Cavaliere e... cavaliere
Un cortese lettore di Lamezia Terme (CZ) — che desidera conservare l’anonimato — ci ha inviato una squisitissima elettroposta con la quale ci rimprovera di avere abbandonato la trattazione dell’origine di alcune parole di uso comune e dal significato... recondito. Per farci perdonare la mancanza ci suggerisce di parlare dell’origine dei cavalieri.
Perché, per esempio, si domanda (e ci domanda) il gentile lettore, l’uomo che fa coppia con una donna in un giro di danza si chiama cavaliere. Quale relazione intercorre tra il cavalcare e il danzare? Lo accontentiamo subito.
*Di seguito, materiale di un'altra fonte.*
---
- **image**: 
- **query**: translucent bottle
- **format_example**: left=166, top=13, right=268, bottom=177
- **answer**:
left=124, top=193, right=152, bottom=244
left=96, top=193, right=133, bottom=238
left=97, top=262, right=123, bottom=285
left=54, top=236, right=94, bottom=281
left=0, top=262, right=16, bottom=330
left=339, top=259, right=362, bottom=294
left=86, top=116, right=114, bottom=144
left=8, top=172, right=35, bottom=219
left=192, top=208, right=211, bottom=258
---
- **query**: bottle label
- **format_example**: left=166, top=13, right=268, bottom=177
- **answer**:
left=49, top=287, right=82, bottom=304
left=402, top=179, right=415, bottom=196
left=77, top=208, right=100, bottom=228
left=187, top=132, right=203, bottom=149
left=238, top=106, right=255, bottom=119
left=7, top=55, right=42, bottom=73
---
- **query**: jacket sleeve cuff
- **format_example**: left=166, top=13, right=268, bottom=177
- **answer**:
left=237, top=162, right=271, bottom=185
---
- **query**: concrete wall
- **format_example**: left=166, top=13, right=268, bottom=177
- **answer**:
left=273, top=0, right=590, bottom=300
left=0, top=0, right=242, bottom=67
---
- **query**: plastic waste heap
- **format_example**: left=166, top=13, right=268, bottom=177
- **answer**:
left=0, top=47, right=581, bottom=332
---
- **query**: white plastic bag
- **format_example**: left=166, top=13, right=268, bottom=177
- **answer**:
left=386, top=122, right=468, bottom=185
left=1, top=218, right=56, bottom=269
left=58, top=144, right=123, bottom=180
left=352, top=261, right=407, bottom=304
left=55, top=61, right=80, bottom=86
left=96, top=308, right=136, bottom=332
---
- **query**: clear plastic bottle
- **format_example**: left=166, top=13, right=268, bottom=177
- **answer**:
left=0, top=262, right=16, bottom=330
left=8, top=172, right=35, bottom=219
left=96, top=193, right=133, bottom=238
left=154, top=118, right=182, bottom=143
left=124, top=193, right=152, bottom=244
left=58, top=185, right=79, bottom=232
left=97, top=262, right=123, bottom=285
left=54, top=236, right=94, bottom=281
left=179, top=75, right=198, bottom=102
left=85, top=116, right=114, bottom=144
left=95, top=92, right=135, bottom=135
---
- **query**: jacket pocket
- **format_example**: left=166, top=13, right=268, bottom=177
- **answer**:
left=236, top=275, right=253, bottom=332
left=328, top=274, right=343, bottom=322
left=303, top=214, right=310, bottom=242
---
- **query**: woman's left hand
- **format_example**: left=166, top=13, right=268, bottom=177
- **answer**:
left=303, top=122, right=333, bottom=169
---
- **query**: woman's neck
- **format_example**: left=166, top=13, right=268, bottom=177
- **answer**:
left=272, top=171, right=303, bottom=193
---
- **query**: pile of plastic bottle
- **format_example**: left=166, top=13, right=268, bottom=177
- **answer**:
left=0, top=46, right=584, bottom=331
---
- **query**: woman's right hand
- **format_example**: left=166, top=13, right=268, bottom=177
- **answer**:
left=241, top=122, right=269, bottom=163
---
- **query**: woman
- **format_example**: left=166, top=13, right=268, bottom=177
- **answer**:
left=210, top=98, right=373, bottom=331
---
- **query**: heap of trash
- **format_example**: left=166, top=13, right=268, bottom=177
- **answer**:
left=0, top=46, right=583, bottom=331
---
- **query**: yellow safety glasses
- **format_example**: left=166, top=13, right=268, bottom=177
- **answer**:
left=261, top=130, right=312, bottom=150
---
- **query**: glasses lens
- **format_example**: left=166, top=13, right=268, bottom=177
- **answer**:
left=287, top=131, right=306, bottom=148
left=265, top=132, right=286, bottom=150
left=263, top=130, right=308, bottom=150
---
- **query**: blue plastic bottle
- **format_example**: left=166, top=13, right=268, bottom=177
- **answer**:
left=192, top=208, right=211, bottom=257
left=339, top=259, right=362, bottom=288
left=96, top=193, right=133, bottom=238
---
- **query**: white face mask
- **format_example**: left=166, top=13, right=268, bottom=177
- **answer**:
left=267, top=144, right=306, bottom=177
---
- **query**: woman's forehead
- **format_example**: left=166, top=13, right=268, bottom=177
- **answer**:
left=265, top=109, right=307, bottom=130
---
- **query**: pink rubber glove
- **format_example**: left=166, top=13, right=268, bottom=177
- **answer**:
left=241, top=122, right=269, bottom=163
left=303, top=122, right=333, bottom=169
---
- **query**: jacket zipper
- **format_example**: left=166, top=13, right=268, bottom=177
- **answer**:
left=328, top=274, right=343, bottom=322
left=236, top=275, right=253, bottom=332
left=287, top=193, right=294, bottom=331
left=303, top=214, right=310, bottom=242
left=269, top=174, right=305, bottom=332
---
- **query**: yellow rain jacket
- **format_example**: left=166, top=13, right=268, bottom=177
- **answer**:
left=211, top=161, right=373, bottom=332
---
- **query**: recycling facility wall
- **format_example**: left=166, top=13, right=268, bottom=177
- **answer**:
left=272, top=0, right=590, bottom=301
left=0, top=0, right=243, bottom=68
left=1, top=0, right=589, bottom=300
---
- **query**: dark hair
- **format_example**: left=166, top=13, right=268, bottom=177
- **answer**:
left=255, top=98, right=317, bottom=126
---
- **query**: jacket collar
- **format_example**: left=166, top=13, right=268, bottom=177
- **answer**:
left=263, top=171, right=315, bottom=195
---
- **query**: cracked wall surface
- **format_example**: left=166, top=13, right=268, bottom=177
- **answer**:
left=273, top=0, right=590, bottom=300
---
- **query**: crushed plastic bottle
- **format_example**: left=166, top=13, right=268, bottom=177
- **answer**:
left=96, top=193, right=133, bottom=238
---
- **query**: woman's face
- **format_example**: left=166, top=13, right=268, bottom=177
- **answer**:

Dobbiamo prendere, però, il discorso alla lontana e risalire all’istituzione medievale della Cavalleria in cui militavano, solitamente, i figli cadetti (non primogeniti) esclusi da tutta o gran parte dell’eredità. Il termine cavaliere aveva, in origine, due distinti significati: colui che andava a cavallo e giovane nobile — escluso dall’eredità — che militava nella Cavalleria.
Le tradizioni di questa nobile istituzione (la Cavalleria) volevano che i suoi adepti si mettessero al servizio di tutte le cause importanti, tra le quali l’ossequio e la protezione della dama, che — con solenne giuramento, all’atto dell’investitura — ogni cavaliere si impegnava di onorare e di scortare per difenderla dalla violenza e dalle eventuali offese.
Allorché la Cavalleria, come nobile istituzione, morì, rimase vivissimo nel cuore di tutti — nobili e popolani — il ricordo delle antiche gesta e degli altissimi ideali di cortesia e di civiltà per cui il termine cavaliere, come semplice appellativo, mantenne due accezioni distinte ma strettamente legate alla comune origine: a) nobile appartenente al primo gradino dell’araldica nobiliare (cavaliere, barone, conte, marchese, duca, principe); b) persona dall’animo nobile e di sentimenti generosi e rispettosi verso la donna (dama), al cui servizio si mette come gli antichi cavalieri medievali. Con tutta probabilità, quindi, quando chiamiamo cavaliere il “danzatore”, cioè l’uomo che fa coppia con una donna nel ballo, ci rifacciamo alla seconda accezione.
Al primo significato, invece, debbono essersi riallacciati i nostri legislatori quando hanno scelto il titolo di cavaliere da conferire a un cittadino — qualunque sia la sua condizione economica e sociale — come riconoscimento di merito: è la nobiltà (non di sangue) che ciascuno di noi si conquista con il lavoro, la probità, la dedizione ai grandi ideali. Il cavalierato attuale, insomma, è un titolo nobile che non si acquisisce per nascita e non si tramanda ai propri discendenti.
Tutti sappiamo, per esempio, che il nostro Paese concesse il titolo di Cavaliere di Vittorio Veneto ai superstiti della Grande Guerra in segno di riconoscenza della Nazione verso coloro che sacrificarono la giovinezza e arrischiarono la vita per la difesa e l’indipendenza della Patria.